The "low level hardware settings" were always stored on the motherboard, ever since the PC/AT. The big difference is that a simple CMOS reset would reset those to the defaults, and the machine would be bootable with the defaults. In the old days some errant program could corrupt CMOS (writes to port 70h/71h), but that was relatively easily fixed.

With this UEFI stuff, it appears the configuration data is stored in nonvolatile RAM, there's no easy way to "reset to defaults", and the defaults are either missing/unusable.

1 comments

the machine would be bootable with the defaults

The good-old-days weren't all Wine and Roses. For example, there was this: http://webpages.charter.net/danrollins/techhelp/0054.HTM

If you wiped out CMOS, a "simple CMOS reset" was not sufficient to allow booting, because knowledge of the type of disk you had installed was lost.

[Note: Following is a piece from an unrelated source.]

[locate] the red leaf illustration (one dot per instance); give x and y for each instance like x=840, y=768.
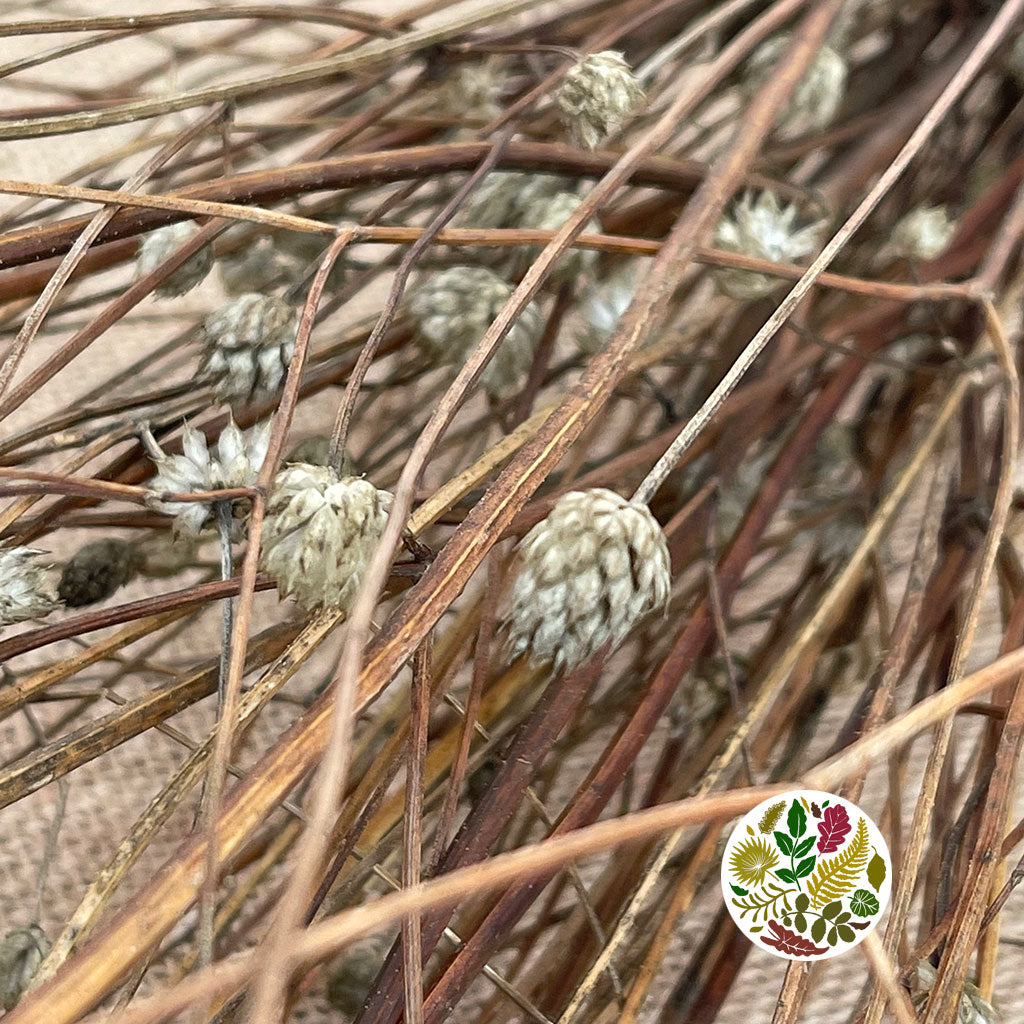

Sure, you could iterate thru those preloaded disk types and stumble upon the correct one. BUT, having a fixed selection of types proved to be too limiting. So there was a scheme to add drives types. That info was also stored in CMOS, so if you lost that, it was quite difficult to restore the configuration:

   Newer BIOSes provide a means to define a custom
   setting.  The setting will be stored in an
   undocumented location in CMOS memory (and is lost
   if the battery ever fails -- so write it down!)
It wasn't an insurmountable problem. It simply meant that you had to come up with a few bytes, perhaps by calling the manufacturer or integrator. But this was in the days before Google, so it wasn't easy to find this info with a quick search.
Drives have had CHS values printed on them since the very beginning. It does mean you have to open the case to read it, but you do have to open the case to reset CMOS anyway...

But the problem of drive geometry detection essentially disappeared with IDE autodetection, which quickly became the norm sometime in the early 90s.